Saturday, March 21, 2009
Pennsylvania lost 41,000 jobs in February, the largest one-month span of job loss in the state in more than 13 years. According to media reports, about 1 in every 140 Pennsylvania jobs were lost in February, marking the worst drop-off in a single month since January 1996.
Since the recession began, Pennsylvanians have lost more than 100,000 jobs, leaving the state with less jobs than it had in July 2005, according to state figures.
“It’s clearly beginning to hit Pennsylvania in a way that it hasn’t so far,” Mark Price, labor economist with the Harrisburg-based Keystone Research Center, told the Associated Press. “Hopefully this is a blip, but we’re going to definitely continue to lose jobs, hopefully not at this pace.”
Governor Ed Rendell announced the numbers Thursday, the same day he called on Philadelphia-based oil refiner Sunoco to reverse its plans to cut 750 jobs, or about 20 percent of the salaried workforce.
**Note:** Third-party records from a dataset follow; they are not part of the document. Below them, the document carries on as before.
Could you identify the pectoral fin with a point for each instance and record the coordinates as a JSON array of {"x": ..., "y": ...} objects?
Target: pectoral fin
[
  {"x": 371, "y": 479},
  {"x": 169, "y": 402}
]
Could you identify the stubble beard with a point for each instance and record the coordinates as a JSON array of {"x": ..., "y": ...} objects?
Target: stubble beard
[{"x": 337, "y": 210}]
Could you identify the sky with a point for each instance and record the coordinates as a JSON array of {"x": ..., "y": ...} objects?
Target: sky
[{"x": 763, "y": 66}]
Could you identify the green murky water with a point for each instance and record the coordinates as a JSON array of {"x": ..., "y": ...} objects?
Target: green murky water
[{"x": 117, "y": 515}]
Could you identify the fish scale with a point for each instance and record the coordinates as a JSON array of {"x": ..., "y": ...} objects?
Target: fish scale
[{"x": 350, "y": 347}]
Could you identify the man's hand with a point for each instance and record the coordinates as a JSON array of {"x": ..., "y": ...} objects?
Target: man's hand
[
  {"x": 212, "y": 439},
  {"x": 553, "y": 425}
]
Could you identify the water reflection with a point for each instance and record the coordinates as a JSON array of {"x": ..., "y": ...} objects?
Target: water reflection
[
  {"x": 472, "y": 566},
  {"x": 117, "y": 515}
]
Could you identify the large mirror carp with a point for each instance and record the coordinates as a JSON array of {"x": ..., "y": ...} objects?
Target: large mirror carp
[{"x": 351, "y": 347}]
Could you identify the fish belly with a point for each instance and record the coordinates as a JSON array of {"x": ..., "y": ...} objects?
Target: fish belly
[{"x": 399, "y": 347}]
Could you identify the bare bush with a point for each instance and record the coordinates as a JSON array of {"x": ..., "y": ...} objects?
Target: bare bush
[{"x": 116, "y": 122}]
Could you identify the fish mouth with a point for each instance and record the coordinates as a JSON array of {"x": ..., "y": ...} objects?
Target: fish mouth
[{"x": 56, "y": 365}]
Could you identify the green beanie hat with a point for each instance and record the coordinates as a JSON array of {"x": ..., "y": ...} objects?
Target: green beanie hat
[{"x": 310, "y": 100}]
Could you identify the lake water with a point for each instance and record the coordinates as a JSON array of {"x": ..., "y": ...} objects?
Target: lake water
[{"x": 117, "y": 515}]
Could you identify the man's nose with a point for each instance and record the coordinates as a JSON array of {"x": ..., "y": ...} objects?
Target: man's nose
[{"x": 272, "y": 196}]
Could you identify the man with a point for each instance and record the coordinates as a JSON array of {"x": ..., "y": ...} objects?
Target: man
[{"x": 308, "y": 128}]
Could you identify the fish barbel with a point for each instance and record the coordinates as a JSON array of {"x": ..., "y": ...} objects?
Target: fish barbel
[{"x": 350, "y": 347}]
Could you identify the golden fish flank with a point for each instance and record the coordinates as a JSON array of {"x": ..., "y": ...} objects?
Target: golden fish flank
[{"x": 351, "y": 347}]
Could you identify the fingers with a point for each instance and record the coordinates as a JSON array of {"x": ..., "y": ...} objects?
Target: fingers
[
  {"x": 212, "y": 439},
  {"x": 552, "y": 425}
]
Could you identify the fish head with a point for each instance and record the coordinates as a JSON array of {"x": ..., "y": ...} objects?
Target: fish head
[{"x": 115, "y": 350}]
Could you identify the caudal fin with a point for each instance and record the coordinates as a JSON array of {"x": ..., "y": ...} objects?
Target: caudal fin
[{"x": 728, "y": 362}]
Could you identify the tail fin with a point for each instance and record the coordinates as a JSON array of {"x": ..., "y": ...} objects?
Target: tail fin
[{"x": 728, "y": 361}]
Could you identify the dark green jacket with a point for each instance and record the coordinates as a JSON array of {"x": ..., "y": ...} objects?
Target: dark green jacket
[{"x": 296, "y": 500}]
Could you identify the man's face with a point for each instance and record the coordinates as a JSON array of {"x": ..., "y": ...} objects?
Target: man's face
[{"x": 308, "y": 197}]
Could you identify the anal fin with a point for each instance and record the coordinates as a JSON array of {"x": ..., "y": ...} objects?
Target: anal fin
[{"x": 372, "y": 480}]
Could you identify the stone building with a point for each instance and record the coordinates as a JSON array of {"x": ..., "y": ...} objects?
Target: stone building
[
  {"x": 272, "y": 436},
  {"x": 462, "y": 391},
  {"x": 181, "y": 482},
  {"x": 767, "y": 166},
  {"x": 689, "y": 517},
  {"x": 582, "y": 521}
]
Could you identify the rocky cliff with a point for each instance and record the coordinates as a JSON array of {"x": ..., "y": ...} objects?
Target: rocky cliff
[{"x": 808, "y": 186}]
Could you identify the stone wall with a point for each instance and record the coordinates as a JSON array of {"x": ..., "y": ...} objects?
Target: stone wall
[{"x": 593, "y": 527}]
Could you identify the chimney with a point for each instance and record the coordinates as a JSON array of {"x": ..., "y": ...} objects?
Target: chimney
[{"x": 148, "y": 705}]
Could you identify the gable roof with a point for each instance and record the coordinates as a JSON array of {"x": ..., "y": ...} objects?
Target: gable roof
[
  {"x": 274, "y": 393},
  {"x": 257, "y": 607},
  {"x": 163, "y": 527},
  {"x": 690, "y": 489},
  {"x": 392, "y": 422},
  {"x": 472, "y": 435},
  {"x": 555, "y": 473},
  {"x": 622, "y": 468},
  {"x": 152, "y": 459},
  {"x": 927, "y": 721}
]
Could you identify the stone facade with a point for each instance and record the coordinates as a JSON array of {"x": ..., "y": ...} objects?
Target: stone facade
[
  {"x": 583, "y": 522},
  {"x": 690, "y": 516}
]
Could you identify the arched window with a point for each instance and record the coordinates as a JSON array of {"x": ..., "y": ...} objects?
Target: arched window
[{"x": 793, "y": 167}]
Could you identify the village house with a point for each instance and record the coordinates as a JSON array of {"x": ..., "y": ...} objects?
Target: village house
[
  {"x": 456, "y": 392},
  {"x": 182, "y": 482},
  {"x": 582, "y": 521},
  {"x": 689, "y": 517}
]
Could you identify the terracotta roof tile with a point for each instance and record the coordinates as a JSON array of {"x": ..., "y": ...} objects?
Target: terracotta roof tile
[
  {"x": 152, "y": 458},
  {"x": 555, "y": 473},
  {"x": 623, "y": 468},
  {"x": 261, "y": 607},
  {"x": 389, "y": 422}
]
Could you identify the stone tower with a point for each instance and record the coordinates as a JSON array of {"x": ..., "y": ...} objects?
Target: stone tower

Rendell said Sunoco should rescind the cuts because last year, the company made US$776 million in profit.
“In fact, although 2008 earnings were below expectations in the first two quarters, earnings in the last two quarters of 2008 were robust, to say the least,” he said, according to The Philadelphia Inquirer.
Sunoco officials said the move was a necessary response to a downturn in its oil-refining and chemical manufacturing businesses.